The highlight of the night for us was L having to guard both of those girls on a couple possessions. She got switched onto the IU girl once, and that girl drifted out to the corner to clear the lane for the other D1 kid to drive and score. The next possession she again went to the wing and got the ball. L challenged her, the girl passed away, and when a pass came back and went awry, L chased after it going for the steal. Big girl used her longer arms to grab the ball then blow by L for a layup. Later L had to guard the junior and got hung up on a screen and allowed another layup. She did about all she could and had no chance. Unless she grows another five inches that’s about the best she can hope for against D1 talent. She won’t have to guard many players as good as these two in the coming year, so it was a good experience.

I believe we are 11–5 for the summer with four games left.


Summer Vibes

When we left her games Thursday it was nearly 10 PM. The western sky was aglow with the last hints of daylight on the longest day of the year. That’s one of my favorite parts of summer. Not the long days themselves, but that final glimmer left in the sky in the 30 minutes or so after sunset.

When I was a kid that glow meant the drive-in feature movie was about to start. Or it was time to start chasing fireflies. Or that I had a few minutes of play left before it was time to go inside. Or when I was really young, that I had one last burst of energy before my body started to shut down for the night, often transferred to bed by a parent after collapsing on the couch or floor.

The best part of that final light of the day was that it meant the intense heat of the daylight hours was dissipating, at least a little. Nothing is better than a warm, summer night. I love how the heat that gets absorbed by pavement all day gently radiates long after the sun has disappeared. Walking across the pool deck barefoot at night, on concrete that would have burnt my soles six hours earlier, is one of the great pleasures of summer.

I’ve long been pro-cicada, even in those crazy, infestation years like 2022. Or this year, I guess, a couple hundred miles west of here. The weeks when the fireflies are still abundant and the annual cicadas start bucking their heads are the best weeks of summer.

Worth noting I heard my first cicadas of 2024 Sunday evening.

Speaking of best weeks, I was thinking about how I would rank the best weeks of the year, if the calendar was divided into three week segments.

The first three weeks of June would be awfully high on the list. Most years that means warm, but not yet oppressively hot, days. Humid, but that good, late spring humidity that doesn’t suck the soul from your body like July humidity does. Early June means everything about summer is still fresh and new. Picking berries, sweet corn, building up your tan, going to the pool every day and it still being exciting. My birthday.

What other three week chunks would garner votes?

That’s harder because the other contenders are all kind of sequential.
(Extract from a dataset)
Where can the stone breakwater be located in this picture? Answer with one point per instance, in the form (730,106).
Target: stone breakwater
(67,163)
The three weeks after Labor Day, when summer is fading but autumn hasn’t arrived. Any three weeks in October, when the transition of temperatures finally hits in the Midwest. Some three-week section of the time between Thanksgiving and Christmas, when the world is lit up and decorated.
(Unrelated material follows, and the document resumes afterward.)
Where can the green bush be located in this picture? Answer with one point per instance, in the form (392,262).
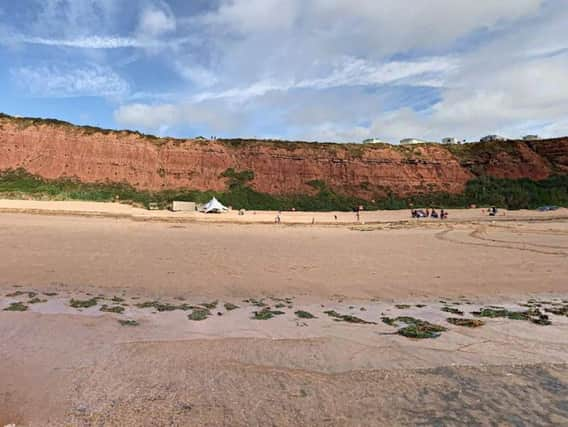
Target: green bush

I’ll tell you what three weeks would not be on the list, though: Any three weeks in August. Or January. Or February.

Fuck all of those weeks.

Anyway, we are about to leave one of my favorite times of the year. The heat dome has shifted away from us for the time being. The week ahead looks very nice, a make-up for last week being so brutally hot. If the weather cooperates and our evening schedule allows, I might get to bust out the Solo fire pit for the first time.